Offalion : un tas de décombres où les démons pratiquent des subterfuges pour se préparer à corrompre les mortels qui sont souvent utilisés içi.
Le Maladominaar : l’armée de Maladomini, dirigée par le général Zimimar, dispose de troupes de choc d’élite. Le cœur de son armée est le Nyashk, 16 sorcières gobelourses qui portent des casques ressemblant à des têtes de mouches géantes, brandissent des bâtons crachant de l’acide et lancent des sorts de Désintégration lors de batailles majeures.
Cania, huitième enfer (Méphistophélès)
Les tunnels de Maladomini se connectent finalement à Cania, un royaume glacé enveloppé dans la nuit éternelle. Seul le reflet d'un faible rayonnement bleu-blanc sur les glaciers brise cette obscurité, mais là où il n'y a pas de glaciers, Cania est noir. Les vents forts et hurlants pulvérisent une glace et une poussière piquante sur les montagnes et les champs de glace.
Comme Maladomini au-dessus, Cania était autrefois, avant la rébellion d'Asmodée, un royaume pourvu de grandes cités. Mais si celles du septième enfer se sont effondrées en ruines non reconnaissables, celles-ci ont été conservées dans les profondeurs glacées. Ici, les restes de l'ancien domaine qui existait avant la chute des baatézus existe toujours, sous forme de tombeaux glacés, de bibliothèques oubliées et de palais hantés par les fantômes. Nombre des aasimons qui ont refusé de se rebeller contre Celui Qui Fût ont été condamnés à être tourmentés et à mourir ici, et ils errent encore dans les profondeurs de Cania tels des morts-vivants dotés de terribles pouvoirs. Même les baatézus craignent de fouiller trop profondément dans les profondeurs de Cania, préférant laisser ces anciennes ruines à l'abandon. C'est pourtant à cause du leg de ces pouvoirs enterrés que l'archidiable Méphistophélès, second dans la hiérarchie du pouvoir après Asmodée, a choisi Cania comme royaume il y a des millénaires. Certains chuchotent que parmi les trésors que Méphistophélès a déterré des profondeurs de son domaine se trouveraient les secrets des Tourments des Enfers ainsi que des armes maléfiques tellement puissantes qu'elles dissuadent même Asmodée d'interférer sur cette strate.
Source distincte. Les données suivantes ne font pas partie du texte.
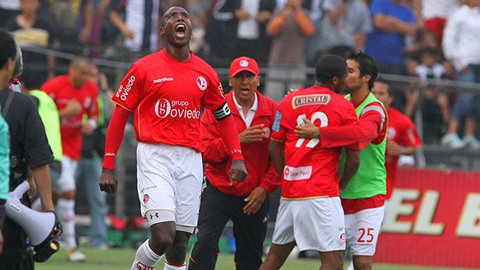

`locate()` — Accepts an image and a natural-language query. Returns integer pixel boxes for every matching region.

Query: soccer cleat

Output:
[463,135,480,150]
[441,134,465,149]
[67,249,87,262]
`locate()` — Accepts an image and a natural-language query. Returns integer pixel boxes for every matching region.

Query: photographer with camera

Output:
[0,31,57,270]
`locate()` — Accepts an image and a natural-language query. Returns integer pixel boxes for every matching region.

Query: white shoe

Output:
[67,249,87,262]
[463,135,480,150]
[441,134,465,149]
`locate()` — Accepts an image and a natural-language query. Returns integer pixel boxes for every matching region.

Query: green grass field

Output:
[35,248,470,270]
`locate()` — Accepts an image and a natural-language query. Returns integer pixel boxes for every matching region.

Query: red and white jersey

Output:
[385,107,422,199]
[112,50,225,151]
[272,86,358,199]
[41,75,98,160]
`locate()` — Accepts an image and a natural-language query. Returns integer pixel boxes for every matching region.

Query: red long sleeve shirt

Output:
[201,92,281,196]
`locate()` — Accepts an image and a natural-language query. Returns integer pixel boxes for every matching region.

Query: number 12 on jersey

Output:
[295,112,328,148]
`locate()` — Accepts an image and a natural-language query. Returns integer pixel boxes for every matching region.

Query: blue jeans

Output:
[452,65,480,121]
[75,156,108,247]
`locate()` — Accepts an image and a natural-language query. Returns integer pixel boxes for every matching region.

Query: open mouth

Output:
[175,24,187,38]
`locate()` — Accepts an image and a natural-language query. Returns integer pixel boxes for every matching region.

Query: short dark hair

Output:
[315,54,347,84]
[347,50,378,90]
[375,77,392,96]
[0,29,17,68]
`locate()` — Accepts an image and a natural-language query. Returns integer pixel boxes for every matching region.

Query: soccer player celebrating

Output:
[260,55,359,270]
[100,6,247,270]
[296,52,388,270]
[372,79,421,206]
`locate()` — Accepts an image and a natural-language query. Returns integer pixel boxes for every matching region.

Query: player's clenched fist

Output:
[238,124,264,144]
[229,159,248,184]
[100,169,117,193]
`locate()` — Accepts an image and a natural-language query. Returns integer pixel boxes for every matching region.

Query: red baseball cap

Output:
[228,56,260,77]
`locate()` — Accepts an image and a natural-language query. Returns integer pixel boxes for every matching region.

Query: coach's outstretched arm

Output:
[216,102,248,182]
[100,105,131,193]
[269,139,285,179]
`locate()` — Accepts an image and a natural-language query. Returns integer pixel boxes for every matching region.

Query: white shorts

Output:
[272,197,346,252]
[137,143,203,232]
[52,156,78,194]
[345,206,385,256]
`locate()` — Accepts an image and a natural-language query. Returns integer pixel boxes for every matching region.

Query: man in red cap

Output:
[188,57,281,269]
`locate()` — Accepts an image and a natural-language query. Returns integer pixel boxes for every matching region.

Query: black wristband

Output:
[0,199,6,231]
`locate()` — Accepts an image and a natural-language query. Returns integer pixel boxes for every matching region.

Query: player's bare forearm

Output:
[340,149,360,191]
[269,140,285,178]
[32,164,53,211]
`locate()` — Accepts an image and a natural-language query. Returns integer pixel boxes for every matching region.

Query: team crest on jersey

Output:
[387,127,397,140]
[292,94,331,109]
[197,76,207,91]
[143,194,150,204]
[338,233,347,243]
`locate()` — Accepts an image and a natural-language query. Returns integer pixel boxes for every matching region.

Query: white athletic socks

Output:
[163,262,187,270]
[56,199,77,250]
[131,239,162,270]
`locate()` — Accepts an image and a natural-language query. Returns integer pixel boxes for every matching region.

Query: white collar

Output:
[232,90,258,115]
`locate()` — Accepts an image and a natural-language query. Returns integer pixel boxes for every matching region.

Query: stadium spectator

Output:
[75,63,109,249]
[0,0,20,26]
[41,57,98,262]
[296,52,388,270]
[20,66,63,218]
[372,80,421,202]
[442,0,480,149]
[365,0,417,74]
[404,48,450,144]
[413,0,460,45]
[205,0,237,67]
[189,57,281,270]
[88,0,112,58]
[5,0,53,86]
[109,0,160,61]
[0,30,15,257]
[265,0,315,101]
[307,0,373,65]
[42,0,94,65]
[235,0,275,65]
[100,6,247,270]
[0,31,53,270]
[259,55,359,270]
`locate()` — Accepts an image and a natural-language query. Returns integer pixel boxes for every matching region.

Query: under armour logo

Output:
[137,262,155,270]
[150,213,159,219]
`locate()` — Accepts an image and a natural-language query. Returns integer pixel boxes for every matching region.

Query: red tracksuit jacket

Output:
[201,91,282,196]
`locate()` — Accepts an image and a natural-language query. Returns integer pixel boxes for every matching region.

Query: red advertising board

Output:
[375,168,480,269]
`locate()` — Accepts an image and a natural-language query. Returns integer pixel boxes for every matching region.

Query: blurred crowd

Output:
[0,0,480,149]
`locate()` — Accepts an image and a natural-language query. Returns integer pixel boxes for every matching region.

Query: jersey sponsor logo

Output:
[115,75,135,101]
[262,127,271,139]
[292,94,331,110]
[197,76,208,91]
[143,194,150,204]
[283,166,312,181]
[272,111,282,132]
[155,98,200,119]
[212,102,232,120]
[153,77,173,83]
[338,233,347,244]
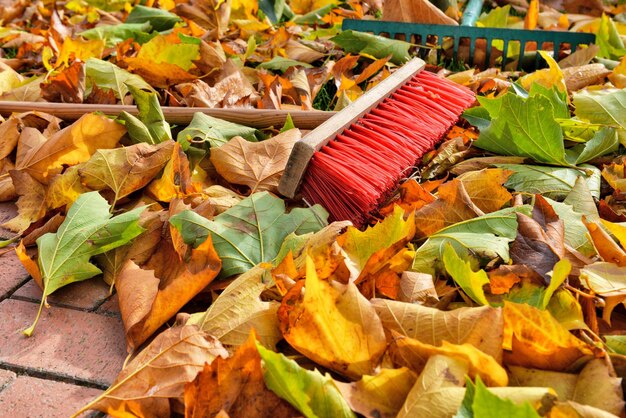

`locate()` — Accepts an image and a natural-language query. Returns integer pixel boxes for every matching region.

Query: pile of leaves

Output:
[0,1,626,417]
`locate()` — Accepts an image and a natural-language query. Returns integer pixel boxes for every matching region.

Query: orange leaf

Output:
[185,331,298,418]
[389,331,509,386]
[115,212,222,348]
[502,302,593,371]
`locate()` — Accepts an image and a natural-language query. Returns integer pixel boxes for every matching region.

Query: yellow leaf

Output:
[339,206,415,271]
[148,142,200,202]
[335,367,416,418]
[2,170,46,233]
[520,50,567,92]
[389,331,509,386]
[278,258,387,379]
[55,37,104,68]
[211,129,301,194]
[15,113,126,183]
[503,302,592,371]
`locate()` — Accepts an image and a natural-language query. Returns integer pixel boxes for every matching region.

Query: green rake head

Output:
[342,19,596,69]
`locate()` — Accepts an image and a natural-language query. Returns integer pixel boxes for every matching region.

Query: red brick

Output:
[11,277,109,310]
[0,299,126,386]
[0,251,28,300]
[0,369,16,392]
[0,376,102,418]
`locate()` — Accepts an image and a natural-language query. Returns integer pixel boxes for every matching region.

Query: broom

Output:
[278,58,475,226]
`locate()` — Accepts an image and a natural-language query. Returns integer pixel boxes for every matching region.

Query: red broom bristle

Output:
[301,71,475,226]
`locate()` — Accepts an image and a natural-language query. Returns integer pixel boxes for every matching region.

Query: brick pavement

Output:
[0,203,126,418]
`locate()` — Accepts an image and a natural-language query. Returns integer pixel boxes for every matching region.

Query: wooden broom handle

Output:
[278,58,426,199]
[0,102,337,129]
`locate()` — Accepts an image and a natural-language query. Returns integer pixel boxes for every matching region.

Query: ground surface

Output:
[0,203,126,418]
Fier, beau et princier dans sa tenue, Méphistophélès tente depuis très longtemps les mortels par le pouvoir, surtout le pouvoir magique, et il est le parrain de nombreux pactes infernaux d'occultistes. La grande force de Méphistophélès repose en fait dans son commandement des baatézus de glace (gélugons). Bien qu'il leur permette de servir d'autres archidiables, ceux-ci sont tenus de lui obéir avant n'importe qui d'autre, signe significatif de la puissance du seigneur de Cania. Méphistophélès commande aussi à plusieurs archidiables importants, comme Adonides (l'intendant de Cania), Bifrons (le commandant d'une grande légion de baatézus de glace) et Belphégor (le gardien des Tourments des Enfers).
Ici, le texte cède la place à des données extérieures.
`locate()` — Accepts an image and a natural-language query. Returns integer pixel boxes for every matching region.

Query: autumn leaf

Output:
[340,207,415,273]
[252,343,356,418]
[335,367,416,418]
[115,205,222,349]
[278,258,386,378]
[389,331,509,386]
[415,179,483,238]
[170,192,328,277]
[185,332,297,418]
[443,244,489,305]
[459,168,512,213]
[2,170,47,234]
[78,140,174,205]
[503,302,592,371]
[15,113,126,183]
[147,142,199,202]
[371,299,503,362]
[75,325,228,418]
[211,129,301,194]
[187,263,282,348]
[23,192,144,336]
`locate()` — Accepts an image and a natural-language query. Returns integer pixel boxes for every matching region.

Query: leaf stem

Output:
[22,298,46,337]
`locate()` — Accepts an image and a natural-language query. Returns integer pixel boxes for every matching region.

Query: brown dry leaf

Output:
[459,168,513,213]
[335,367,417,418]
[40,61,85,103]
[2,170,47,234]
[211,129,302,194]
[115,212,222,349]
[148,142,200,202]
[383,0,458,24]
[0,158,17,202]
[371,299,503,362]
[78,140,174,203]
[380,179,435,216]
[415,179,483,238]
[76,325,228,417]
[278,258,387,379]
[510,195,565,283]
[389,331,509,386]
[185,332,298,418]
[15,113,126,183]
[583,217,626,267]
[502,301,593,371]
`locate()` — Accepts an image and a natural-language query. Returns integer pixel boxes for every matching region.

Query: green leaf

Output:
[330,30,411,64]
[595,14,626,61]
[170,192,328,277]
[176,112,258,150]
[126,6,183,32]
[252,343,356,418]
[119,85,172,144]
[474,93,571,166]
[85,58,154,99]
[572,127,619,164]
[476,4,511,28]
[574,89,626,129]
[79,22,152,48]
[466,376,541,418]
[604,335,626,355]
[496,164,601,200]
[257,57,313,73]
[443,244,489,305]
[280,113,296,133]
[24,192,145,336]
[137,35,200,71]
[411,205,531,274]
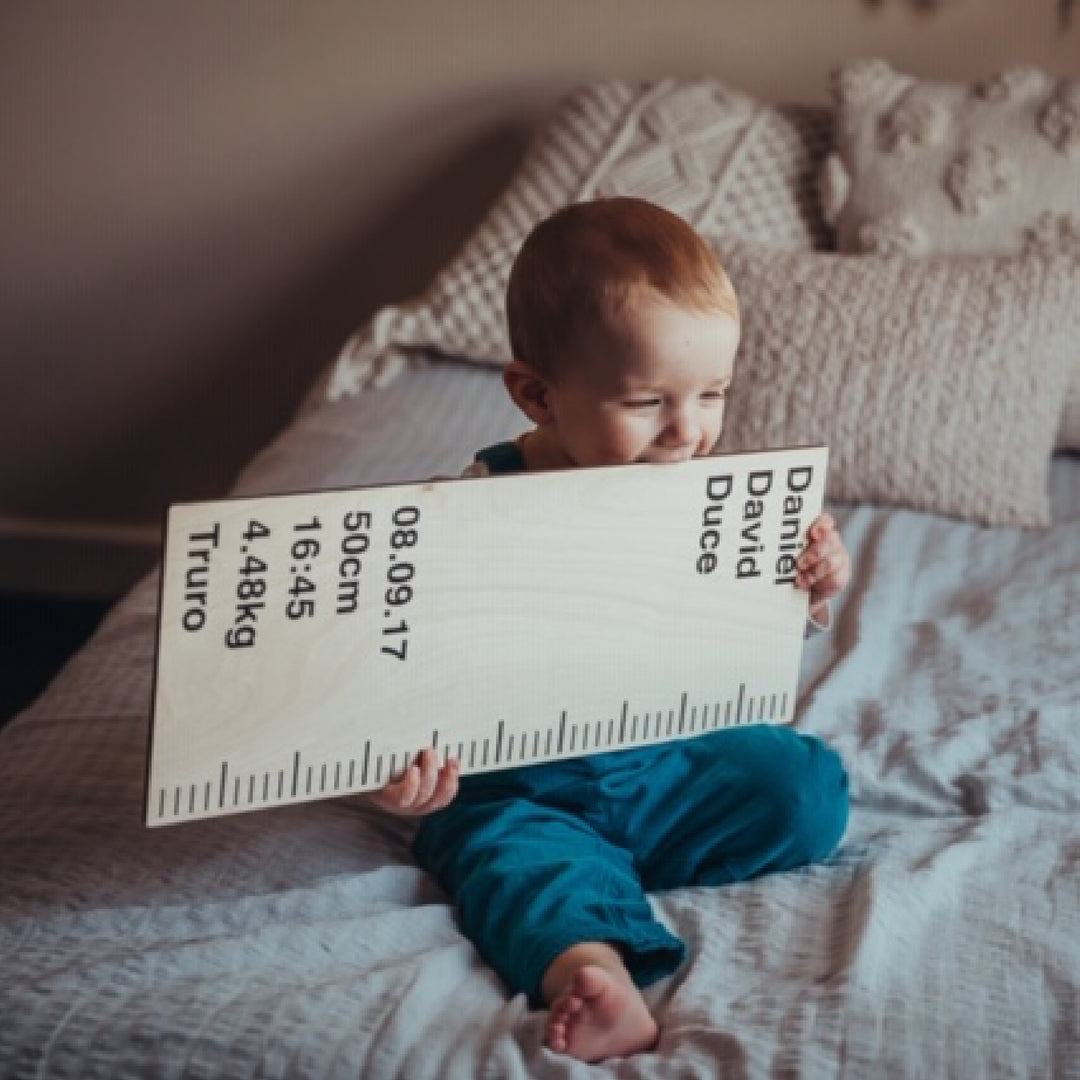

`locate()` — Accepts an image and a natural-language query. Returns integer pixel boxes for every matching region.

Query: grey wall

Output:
[0,0,1080,591]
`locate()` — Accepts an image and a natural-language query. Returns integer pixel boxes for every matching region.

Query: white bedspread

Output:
[0,363,1080,1080]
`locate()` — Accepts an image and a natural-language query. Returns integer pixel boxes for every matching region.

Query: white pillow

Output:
[327,79,832,400]
[822,60,1080,449]
[720,241,1080,526]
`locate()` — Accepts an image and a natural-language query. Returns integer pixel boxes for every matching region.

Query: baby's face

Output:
[549,294,739,465]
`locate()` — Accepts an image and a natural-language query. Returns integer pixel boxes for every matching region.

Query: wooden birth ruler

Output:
[146,446,827,825]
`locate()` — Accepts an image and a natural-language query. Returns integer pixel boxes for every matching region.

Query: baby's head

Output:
[505,198,739,465]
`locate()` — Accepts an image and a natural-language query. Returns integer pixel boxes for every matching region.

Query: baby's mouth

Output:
[642,446,693,464]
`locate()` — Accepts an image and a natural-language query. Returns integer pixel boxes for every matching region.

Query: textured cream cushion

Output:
[822,60,1080,448]
[327,79,832,400]
[720,241,1080,525]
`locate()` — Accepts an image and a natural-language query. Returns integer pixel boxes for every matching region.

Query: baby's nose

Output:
[662,409,701,446]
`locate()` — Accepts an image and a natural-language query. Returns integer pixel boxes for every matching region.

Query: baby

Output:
[372,198,850,1062]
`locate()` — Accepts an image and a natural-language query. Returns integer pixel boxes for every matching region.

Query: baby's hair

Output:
[507,197,739,375]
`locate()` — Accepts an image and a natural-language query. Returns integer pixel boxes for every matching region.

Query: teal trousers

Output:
[414,725,848,1008]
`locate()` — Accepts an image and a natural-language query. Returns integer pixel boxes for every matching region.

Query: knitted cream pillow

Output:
[822,60,1080,448]
[720,241,1080,525]
[327,79,833,400]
Citadellede Méphistar : taillé dans la glace d'un glacier gigantesque, la citadelle de Méphistophélès est curieusement chaude et accueillante. C'est un énorme château avec des milliers de pièces habitables et une horde de gardes et de serviteurs qui s'occupent du seigneur du huitième enfer. Le palais et tous ses ameublements, y compris le trône de Méphistophélès, sont taillés dans la glace. Des esclaves et des artisans entretiennent le palais, son intérieur et son seigneur. Une des cours de Méphistophélès inclut le Jardin Gelé, reproduction glacée mais parfaitement détaillée d'un vrai jardin vivant.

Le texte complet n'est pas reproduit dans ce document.